The function funcCPP expect a 2D array. Two items a 3 values. Calculate the sum and return it.
Rember: C counts from 0 and the right most index is the fastest index.
#ifdef __cplusplus extern "C" { #endif double funcCPP(double arr[2][3]); #ifdef __cplusplus } #endif double funcCPP(double arr[2][3]) { return arr[0][0] + arr[0][1] + arr[0][2] + arr[1][0] + arr[1][1] + arr[1][2]; }
The generated ASM code (GCC -O1) looks straight forward. Almost perfect (except of SIMD). Nothing more to say.
funcCPP: movsd (%rdi), %xmm0 addsd 8(%rdi), %xmm0 addsd 16(%rdi), %xmm0 addsd 24(%rdi), %xmm0 addsd 32(%rdi), %xmm0 addsd 40(%rdi), %xmm0 ret
Now we implement an FORTRAN interface for that function. Using iso_c_binding module to make life easier. But the compiler didn't to any real check. If you add an parameter in the C function and forget to add it in the FORTRAN interface -> BOOM.
The array is pass as an 1D array.
module CPPinterface_m use, intrinsic :: iso_c_binding implicit none interface function funcCPP(arr) bind(c, name="funcCPP") use, intrinsic :: iso_c_binding implicit none real(c_double), dimension(*) :: arr real(c_double) :: funcCPP end function end interface end module
The main code is a subroutine func which get an 2D array with N items a 3 values. The variable idx contains the position of the items we are interested in. This values are passed to funcCPP. But the two items at position idx(1) and idx(2) are not consecutive stored in RAM. So the compiler has to generate code which make a copy of the six floating point values.

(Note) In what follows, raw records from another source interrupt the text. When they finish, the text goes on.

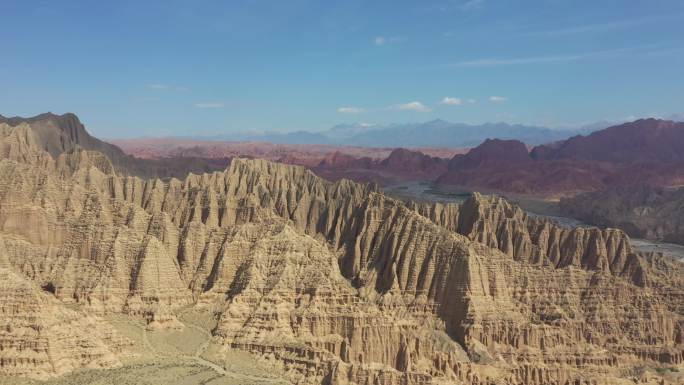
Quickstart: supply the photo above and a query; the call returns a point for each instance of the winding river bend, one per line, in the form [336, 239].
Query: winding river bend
[429, 192]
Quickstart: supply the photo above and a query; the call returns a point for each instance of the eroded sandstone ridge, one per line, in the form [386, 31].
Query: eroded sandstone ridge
[336, 283]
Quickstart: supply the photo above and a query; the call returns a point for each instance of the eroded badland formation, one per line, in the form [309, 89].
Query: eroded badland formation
[316, 282]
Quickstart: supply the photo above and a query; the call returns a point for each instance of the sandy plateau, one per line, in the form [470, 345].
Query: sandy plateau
[265, 273]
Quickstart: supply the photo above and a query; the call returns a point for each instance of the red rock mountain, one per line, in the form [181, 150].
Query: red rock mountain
[647, 150]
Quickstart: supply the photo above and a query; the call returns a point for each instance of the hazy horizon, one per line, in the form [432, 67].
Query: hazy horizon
[175, 69]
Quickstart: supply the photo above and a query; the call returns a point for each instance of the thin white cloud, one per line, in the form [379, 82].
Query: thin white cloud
[209, 105]
[517, 61]
[350, 110]
[599, 27]
[161, 86]
[147, 99]
[411, 106]
[384, 40]
[472, 5]
[497, 62]
[449, 101]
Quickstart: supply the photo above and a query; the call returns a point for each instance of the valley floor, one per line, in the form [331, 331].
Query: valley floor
[171, 357]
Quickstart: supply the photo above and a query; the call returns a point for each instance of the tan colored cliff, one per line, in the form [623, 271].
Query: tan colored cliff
[337, 283]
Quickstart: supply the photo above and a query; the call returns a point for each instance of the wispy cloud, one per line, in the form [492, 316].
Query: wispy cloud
[146, 99]
[449, 101]
[209, 105]
[472, 4]
[497, 99]
[493, 62]
[411, 106]
[559, 58]
[383, 40]
[598, 27]
[350, 110]
[169, 87]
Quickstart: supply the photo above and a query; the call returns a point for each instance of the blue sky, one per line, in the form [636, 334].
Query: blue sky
[134, 68]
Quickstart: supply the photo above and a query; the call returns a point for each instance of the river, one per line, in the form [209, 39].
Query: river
[428, 192]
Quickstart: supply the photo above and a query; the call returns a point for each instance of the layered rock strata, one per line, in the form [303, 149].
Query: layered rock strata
[335, 282]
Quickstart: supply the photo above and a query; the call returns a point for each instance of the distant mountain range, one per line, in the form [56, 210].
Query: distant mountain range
[435, 133]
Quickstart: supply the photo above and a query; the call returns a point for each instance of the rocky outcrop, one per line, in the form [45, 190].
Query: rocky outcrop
[57, 134]
[643, 211]
[41, 338]
[644, 151]
[336, 282]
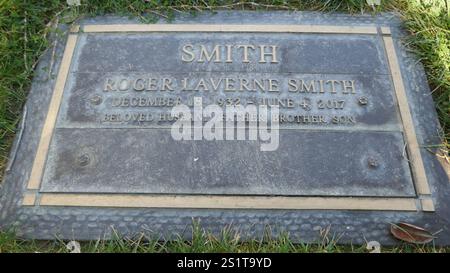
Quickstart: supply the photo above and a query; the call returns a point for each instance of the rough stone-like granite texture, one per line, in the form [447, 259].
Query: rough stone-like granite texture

That's not what we intend to.
module prog_m use CPPinterface_m implicit none integer :: N contains subroutine func(arr, idx) implicit none real(8), intent(inout) :: arr(3,N) integer, intent(in) :: idx(2) real(8) :: res res = funcCPP(arr(:,idx)) end subroutine end module
You can see it right here in the assembler code. I commented it for you. The data is passed through stack.
__unrunoff_m_MOD_func: subq $56, %rsp # allocate 56 bytes on stack movslq (%rsi), %rax leaq (%rax,%rax,2), %rax # calculate address of first item leaq (%rdi,%rax,8), %rax movsd -24(%rax), %xmm0 # copy arr[0][0] movsd %xmm0, (%rsp) movsd -16(%rax), %xmm0 # copy arr[0][1] movsd %xmm0, 8(%rsp) movsd -8(%rax), %xmm0 # copy arr[0][2] movsd %xmm0, 16(%rsp) movslq 4(%rsi), %rax leaq (%rax,%rax,2), %rax # calculate address of second item leaq (%rdi,%rax,8), %rax movsd -24(%rax), %xmm0 # copy arr[1][0] movsd %xmm0, 24(%rsp) movsd -16(%rax), %xmm0 # copy arr[1][1] movsd %xmm0, 32(%rsp) movsd -8(%rax), %xmm0 # copy arr[1][2] movsd %xmm0, 40(%rsp) movq %rsp, %rdi call funcCPP@PLT # call the C++ function addq $56, %rsp # release stack space ret
We have 6 ASM instruction to process the data and 21 instructions to access the data. Nope. Fail.